4) “Çocuğu tanıma adına” yapılacak çalışmaların günümüz digital dünyasını gözeterek yapılması, özelikle yaş grubu gelişim özelikleri konusunda değişimleri fark etmek gerekmektedir.
5) Küçük salonlarda veya çocuklara uygun mekânlarda gösteri yapılmasının sağlanması için okul binalarını gözeterek tiyatrocular tarafından öneriler yapılması gerektiğini düşünüyorum. Bu anlamda Avrupa’dan ayrışan bir konumumuz var, aşırı nüfusa sahip bir ülke olarak, seyirci organizasyonunda değişiklik için model ve işletme bazında öneri oluşturulması gerektiğini düşünüyorum. Popülerliği korumak ve marjinal hale düşmemek için, turneler ve salon oyunları için deneyimli grupların model oluşturması oldukça önemlidir. Hem salon işletmeciliği hem de turne deneyimleri nedeniyle elini taşın altına koyan Tiyatro Tempo’nun model alınabileceğini düşünüyorum. İstanbul’daki alternatif tiyatro mekânları aile tiyatrosu için fikir oluştursa da, yaygınlığının henüz az olduğunu belirtmek isterim.
6) Çalıştay bir kez daha gösterdi ki, oyun, drama ve tiyatro alanı birbiriyle ortak hareket etmek zorunda. Son yıllarda gelişen drama ve tiyatro öğretmenlerinin çocuk tiyatrolarına verebileceği destekler oldukça fazla. Bu konuda ortak bir söylem ve tartışma gerekiyor elbette. Aynı şekilde çocuk tiyatrosu yapan kişilerin, drama ve tiyatro öğretmenlerine katacağı büyük destekler var. Bu iki alanın birlikte tartışması için zemin kurulması ve projeler geliştirilmesi yararlı olacaktır.
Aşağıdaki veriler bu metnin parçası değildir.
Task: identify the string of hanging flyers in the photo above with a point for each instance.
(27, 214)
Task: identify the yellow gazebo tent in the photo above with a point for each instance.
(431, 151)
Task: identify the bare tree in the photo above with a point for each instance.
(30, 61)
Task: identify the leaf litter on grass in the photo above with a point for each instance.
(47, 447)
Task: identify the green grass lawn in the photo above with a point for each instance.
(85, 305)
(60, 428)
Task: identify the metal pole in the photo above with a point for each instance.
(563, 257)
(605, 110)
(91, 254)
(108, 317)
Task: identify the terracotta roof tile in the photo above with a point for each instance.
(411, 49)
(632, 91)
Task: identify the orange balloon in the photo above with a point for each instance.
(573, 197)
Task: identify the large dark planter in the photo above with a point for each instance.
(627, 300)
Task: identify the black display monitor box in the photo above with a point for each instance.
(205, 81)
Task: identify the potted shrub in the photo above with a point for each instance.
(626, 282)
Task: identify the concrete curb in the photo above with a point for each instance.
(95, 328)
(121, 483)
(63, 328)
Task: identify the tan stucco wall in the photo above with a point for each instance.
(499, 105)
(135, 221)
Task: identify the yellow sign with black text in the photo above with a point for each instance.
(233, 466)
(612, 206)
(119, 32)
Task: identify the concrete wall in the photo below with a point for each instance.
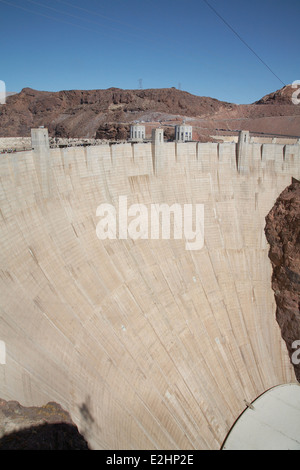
(146, 344)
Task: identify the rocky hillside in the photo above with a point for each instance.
(107, 114)
(38, 428)
(283, 234)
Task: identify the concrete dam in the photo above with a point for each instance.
(148, 345)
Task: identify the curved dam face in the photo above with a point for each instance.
(148, 345)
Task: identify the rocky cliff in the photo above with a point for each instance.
(107, 114)
(283, 234)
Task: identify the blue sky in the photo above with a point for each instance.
(75, 44)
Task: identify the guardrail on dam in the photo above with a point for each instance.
(146, 344)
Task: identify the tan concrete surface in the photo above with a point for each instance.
(146, 344)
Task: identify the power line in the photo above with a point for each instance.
(242, 40)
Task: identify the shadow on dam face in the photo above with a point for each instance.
(146, 344)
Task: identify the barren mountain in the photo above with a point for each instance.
(283, 234)
(109, 113)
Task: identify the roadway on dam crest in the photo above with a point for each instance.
(146, 344)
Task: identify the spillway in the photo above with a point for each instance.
(146, 344)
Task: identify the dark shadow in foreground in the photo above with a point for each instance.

Özelikle uluslararası festival yapılan illerde, kurulacak işbirliği başlangıç açısından önemlidir.
7) Çalıştay süreçlerinde tarihselliği unutmama adına, arşiv çalışmalarına önem verilmelidir.
“İlgililerin bilgisiz, bilgililerin de ilgisiz” olduğu ülkemizde, deneyim paylaşımına dayalı çalışmaların çoğalması umuduyla ve de 20 Mart Dünya Çocuk ve Gençlik Tiyatrosu günü ve 21 Mart Newroz’u kutlayarak yazımı bitirmek istiyorum.